MG Car Repair: engine, ht cable, wet test


Question
QUESTION: I've just finished re-building an old A-Series engine fitted to the MG1100. The engine runs when started but not too smoothly. I suspect cylinder 1 and cylinder 3 are not firing because when I detached their HT leads, either singly or even both, there is no noticeably decrease in rpm. Detaching the HT for either cylinder 1 or cylinder 4 does decrease the rpm. I have checked the HT cable, valve clearance, contact breaker set, ignition timing, carburetors (twin) but could not solve the problem. I have even removed the head again to check any blown gasket or burnt or leaking valves but everything seem to be all right. The camshaft is new and so are the followers. Where could I have erred? My next course of action would be to re-check the timing chain gear setting. Please assist.

ANSWER: Hi Yahaya,
If you are talking about the MG 1100 sedan, that engine was factory balanced and you should have put all four pistons in as a set if you changed pistons. It will not affect low to mid range running but will affect high RPM running. You have a different problem so you need to first run a "dry" and a "wet" compression test. You should see 125PSI to 170PSI with little difference between cylinders. Be sure to hold the throttle open when testing. Be sure to have the engine spin at least 4 or 5 revolutions on each cylinder. Run the "Dry" test first and write down the readings and put about 4 or 5 squirts of engine oil in the plug hole and run the test again for the "Wet" test. The wet test will show a higher reading but should not be more than about 10 to 15% higher. These are good tests for the engine itself.

Next remove the valve cover and rotate the engine slowly and watch each and every valve spring to see that every spring compressed about the same amount.
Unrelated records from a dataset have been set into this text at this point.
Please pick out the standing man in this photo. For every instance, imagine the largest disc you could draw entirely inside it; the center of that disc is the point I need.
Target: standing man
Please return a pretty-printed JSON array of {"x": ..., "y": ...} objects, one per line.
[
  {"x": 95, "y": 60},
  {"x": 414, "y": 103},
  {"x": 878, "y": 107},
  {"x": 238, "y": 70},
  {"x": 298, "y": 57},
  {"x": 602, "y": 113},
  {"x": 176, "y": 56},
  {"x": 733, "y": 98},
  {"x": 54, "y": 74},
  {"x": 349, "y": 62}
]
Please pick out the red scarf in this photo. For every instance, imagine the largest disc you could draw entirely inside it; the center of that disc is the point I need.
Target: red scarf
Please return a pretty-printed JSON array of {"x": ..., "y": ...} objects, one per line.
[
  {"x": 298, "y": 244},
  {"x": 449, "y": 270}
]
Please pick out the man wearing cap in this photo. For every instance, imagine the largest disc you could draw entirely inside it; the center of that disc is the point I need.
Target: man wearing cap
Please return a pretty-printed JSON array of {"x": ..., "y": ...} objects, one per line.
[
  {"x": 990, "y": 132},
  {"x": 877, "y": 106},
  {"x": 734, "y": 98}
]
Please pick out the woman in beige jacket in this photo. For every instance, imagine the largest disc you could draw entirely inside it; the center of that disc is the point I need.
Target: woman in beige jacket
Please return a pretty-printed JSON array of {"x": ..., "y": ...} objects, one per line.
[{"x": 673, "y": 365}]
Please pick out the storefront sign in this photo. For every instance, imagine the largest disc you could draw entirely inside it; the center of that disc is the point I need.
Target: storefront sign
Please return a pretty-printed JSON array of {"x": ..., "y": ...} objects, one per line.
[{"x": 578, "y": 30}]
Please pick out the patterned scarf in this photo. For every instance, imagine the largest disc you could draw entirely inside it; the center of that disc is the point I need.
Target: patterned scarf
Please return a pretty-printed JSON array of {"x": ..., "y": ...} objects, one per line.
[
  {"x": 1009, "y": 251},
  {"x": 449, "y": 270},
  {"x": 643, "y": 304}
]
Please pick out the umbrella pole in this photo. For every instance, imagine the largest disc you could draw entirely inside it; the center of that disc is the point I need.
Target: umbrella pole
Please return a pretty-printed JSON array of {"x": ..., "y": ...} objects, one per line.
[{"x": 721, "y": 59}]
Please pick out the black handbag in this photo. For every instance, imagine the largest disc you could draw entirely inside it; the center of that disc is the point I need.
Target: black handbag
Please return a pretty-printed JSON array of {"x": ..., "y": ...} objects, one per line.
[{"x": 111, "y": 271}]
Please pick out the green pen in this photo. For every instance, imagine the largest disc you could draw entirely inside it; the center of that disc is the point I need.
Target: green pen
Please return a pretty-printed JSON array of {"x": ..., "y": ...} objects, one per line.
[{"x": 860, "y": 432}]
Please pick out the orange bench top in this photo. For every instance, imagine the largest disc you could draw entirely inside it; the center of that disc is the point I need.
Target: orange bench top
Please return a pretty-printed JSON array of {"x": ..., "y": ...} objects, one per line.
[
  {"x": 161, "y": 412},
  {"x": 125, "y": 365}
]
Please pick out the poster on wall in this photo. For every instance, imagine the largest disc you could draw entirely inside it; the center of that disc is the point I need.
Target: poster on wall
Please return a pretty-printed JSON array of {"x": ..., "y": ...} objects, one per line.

Your cylinder kill test is a good test of cylinder firing but you should also try what is called "jump spark" each of those cylinders that don't have an RPM drop. Just hold the plug wire about an 8th of an inch away from the plug while it is running and slowly move the plug wire away for the plug. At about 1/4 in the spark will quit jumping. The objective is to keep the spark jumping but as far as you can get it to keep sparking. This Raises the KV of the spark to a very high voltage and thus fires a cylinder that has a problem firing. (this can't correct a low compression problem)

If you can't get a 1/4 gap you need to look at the wire, cap and rotor and even check the point gap on each cylinder to check for a bent distributor shaft. Don't skip the simple things as experienced mechanics sometimes do, like is the firing order correct? 1,3,4,2. Try switching the plugs with the two cylinders that run ok.

Since the two cylinders that are failing are separated by #2 this is most likely not a carburetor problem but can still be an ignition problem.

Let me know the results of the compression tests.
Howard

---------- FOLLOW-UP ----------

QUESTION: TQ Howard. I don't have the compression tester yet but I have followed your other suggestions and succeeded in coaxing the engine to a smooth running. By the way what type of compression tester (what brand/make) would your recommend?

Answer
Hi Yahaya,
Compression gauges are not very expensive and can be used on any gas engine. I don't know what stores you have in Malaysia, but most any store that sells automotive type tools will have them. Here we would generally consider "Snap-on" tools as the top of the tool suppliers and "Harbor Freight" as one of the lower tool suppliers. A compression gauge is not used by a "DIY" (Do It Yourself)often so it would not be necessary to spend a lot of money on a expensive gauge. For example I was a professional mechanic for many years and have many "Snap-in" tools but I also have many tools I bought from "Harbor Freight".